Hacker News new | ask | show | jobs
by sschueller 4911 days ago
I have had a multi-disk failure occur with a RAID-1 setup. Server was pre-built from a large vendor and worked fine until both disks failed at the exact same time (within minutes).

Took the disks out to find that they had sequential serial numbers.

Called vendor for replacement only to have them tell me that they had issues with that batch, yet did not make any attempt to inform me.

Spent the day restoring from tape backup.

TLDR: If you buy a pre-built server check that the disks aren't all from the same batch.

2 comments

This is a problem even if you don't buy pre-built. You're going to be buying similarly specced drives at similar times and you're probably buying from vendors from the same rough geographical area so chances are you're buying drives from the same batch anyway.

It used to be worse: all the drives in a RAID setup had to have the exact same specifications or the thing wouldn't work, which pretty much guaranteed near simultaneous failure of multiple drives, but even today, with somewhat more flexible software raid setups, it's still a problem.

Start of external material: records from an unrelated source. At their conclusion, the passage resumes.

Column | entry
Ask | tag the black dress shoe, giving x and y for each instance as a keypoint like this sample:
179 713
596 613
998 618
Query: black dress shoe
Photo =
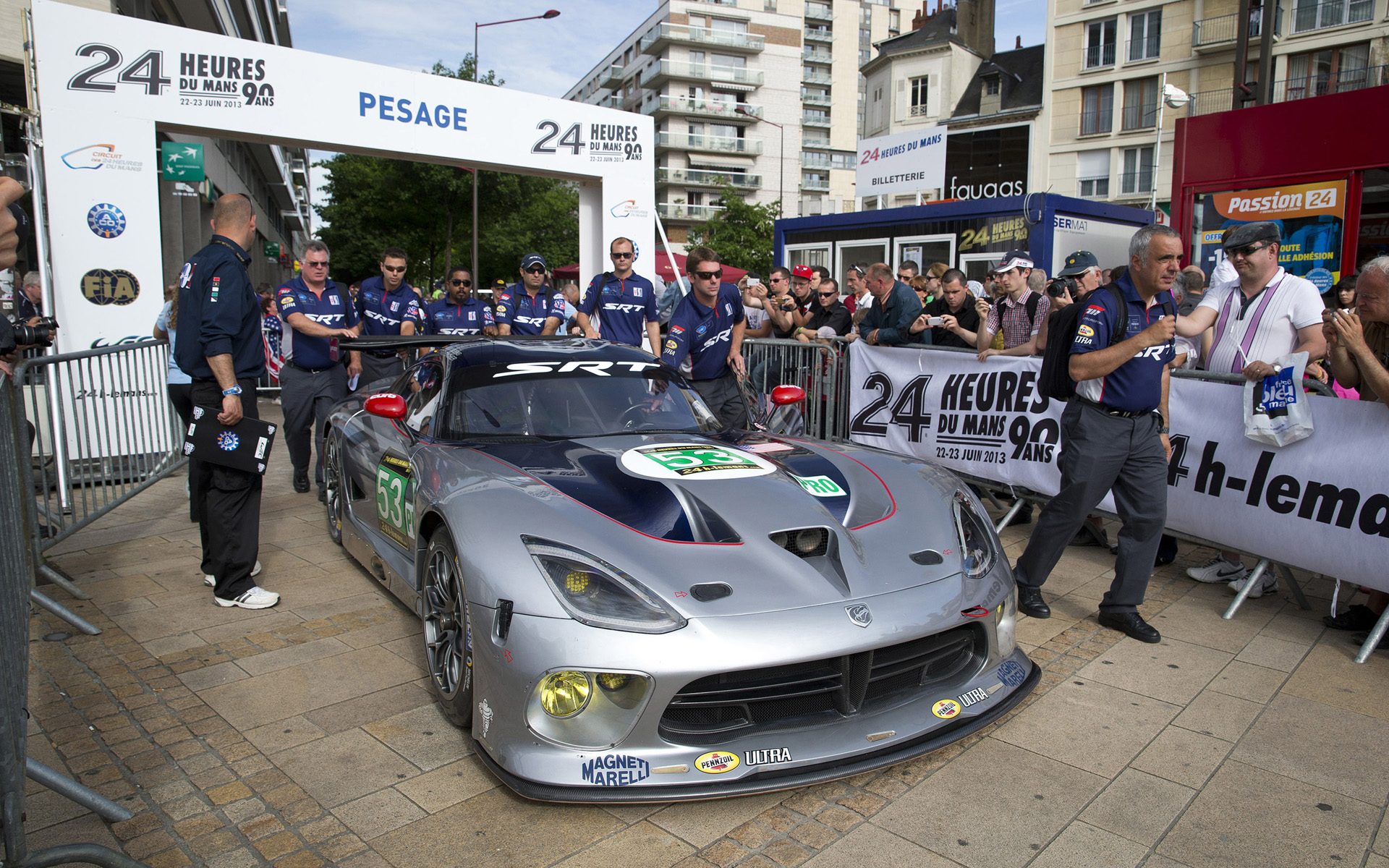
1031 602
1131 624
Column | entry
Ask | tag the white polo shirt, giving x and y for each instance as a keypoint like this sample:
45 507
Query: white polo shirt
1266 327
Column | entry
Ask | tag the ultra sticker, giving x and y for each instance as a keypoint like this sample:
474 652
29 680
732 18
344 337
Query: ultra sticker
616 770
694 460
946 709
717 763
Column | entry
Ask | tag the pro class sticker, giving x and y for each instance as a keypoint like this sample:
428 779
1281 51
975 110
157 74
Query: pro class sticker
694 461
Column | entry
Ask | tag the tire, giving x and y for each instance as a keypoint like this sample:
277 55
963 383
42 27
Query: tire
448 632
335 484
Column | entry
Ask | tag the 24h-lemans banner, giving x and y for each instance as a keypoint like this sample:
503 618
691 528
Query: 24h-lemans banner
1321 503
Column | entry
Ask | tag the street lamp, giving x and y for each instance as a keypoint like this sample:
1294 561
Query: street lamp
781 166
477 174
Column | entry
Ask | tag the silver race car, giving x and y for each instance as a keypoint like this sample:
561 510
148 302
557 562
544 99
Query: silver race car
626 602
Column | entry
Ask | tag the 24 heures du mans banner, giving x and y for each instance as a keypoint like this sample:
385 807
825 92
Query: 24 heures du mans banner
1321 503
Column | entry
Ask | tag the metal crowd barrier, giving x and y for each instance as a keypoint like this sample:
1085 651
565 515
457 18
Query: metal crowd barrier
99 430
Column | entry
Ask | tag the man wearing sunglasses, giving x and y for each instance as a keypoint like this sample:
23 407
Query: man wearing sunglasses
1268 312
706 338
624 300
386 306
459 312
313 378
531 307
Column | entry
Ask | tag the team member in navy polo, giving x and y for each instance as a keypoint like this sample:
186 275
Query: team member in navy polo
1114 434
459 312
313 380
706 338
625 302
531 306
386 306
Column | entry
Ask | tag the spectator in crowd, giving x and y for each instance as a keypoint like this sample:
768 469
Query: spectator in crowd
531 306
1114 436
386 306
313 378
1019 314
1266 314
893 312
624 300
706 338
955 306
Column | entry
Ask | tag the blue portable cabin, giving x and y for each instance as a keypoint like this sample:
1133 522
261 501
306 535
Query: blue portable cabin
972 235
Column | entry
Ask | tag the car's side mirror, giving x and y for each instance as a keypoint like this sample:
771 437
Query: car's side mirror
386 404
788 395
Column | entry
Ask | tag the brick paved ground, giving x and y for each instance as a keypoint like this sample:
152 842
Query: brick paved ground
305 735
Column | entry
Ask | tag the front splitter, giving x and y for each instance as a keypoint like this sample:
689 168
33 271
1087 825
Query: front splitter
771 781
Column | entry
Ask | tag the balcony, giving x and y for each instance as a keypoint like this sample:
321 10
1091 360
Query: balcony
687 213
1099 56
703 109
734 78
717 145
668 34
1220 33
1309 17
702 178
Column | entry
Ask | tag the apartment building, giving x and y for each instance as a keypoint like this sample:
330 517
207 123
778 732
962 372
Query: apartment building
1109 60
760 93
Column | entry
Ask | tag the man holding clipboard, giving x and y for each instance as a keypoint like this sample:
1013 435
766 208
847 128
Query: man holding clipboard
220 347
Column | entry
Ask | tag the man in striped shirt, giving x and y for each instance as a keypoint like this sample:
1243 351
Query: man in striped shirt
1267 314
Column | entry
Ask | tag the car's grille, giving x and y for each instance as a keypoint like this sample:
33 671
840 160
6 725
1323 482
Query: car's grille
715 707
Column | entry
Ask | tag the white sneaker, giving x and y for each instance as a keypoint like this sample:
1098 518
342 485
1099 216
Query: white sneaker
211 581
256 597
1218 570
1267 585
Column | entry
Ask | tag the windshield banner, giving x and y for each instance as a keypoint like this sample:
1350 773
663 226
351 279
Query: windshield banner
1289 504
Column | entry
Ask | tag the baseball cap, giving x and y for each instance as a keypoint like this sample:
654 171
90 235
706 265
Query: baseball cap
1078 263
1014 259
1252 234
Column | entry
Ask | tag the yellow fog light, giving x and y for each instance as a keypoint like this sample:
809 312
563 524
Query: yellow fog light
564 694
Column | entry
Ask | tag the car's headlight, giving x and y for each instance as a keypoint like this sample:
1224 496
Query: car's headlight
978 550
598 593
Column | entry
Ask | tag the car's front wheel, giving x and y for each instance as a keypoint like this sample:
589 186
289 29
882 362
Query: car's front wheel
448 631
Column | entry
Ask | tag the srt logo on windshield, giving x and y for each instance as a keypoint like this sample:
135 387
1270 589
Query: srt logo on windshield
598 368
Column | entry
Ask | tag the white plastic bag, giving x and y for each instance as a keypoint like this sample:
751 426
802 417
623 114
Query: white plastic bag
1277 410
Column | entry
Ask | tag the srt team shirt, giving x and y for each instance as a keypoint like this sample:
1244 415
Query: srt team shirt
700 336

At a place I used to work we used to joke that a drive failure warning from a RAID controller was nothing more than a signal to get out the backup tapes and start building a new server.

I also had a RAID-5 array fail due to 3/4 drives failing near-simultaneously. All of the drives were from the same batch. Some months later, a friend came to me with a computer problem. Her drive had failed. I was able to take a look at the drive and, to my amazement, the drive was from the same batch! Based off of a wild hunch, I swapped the controller board from my one remaining good drive into my friend's drive. The drive worked fine and I was able to recover all her data! It is interesting that the drive failures were likely due to the fact that the drives were from from the same batch but also that fact probably allowed me to seamlessly swap the controller boards!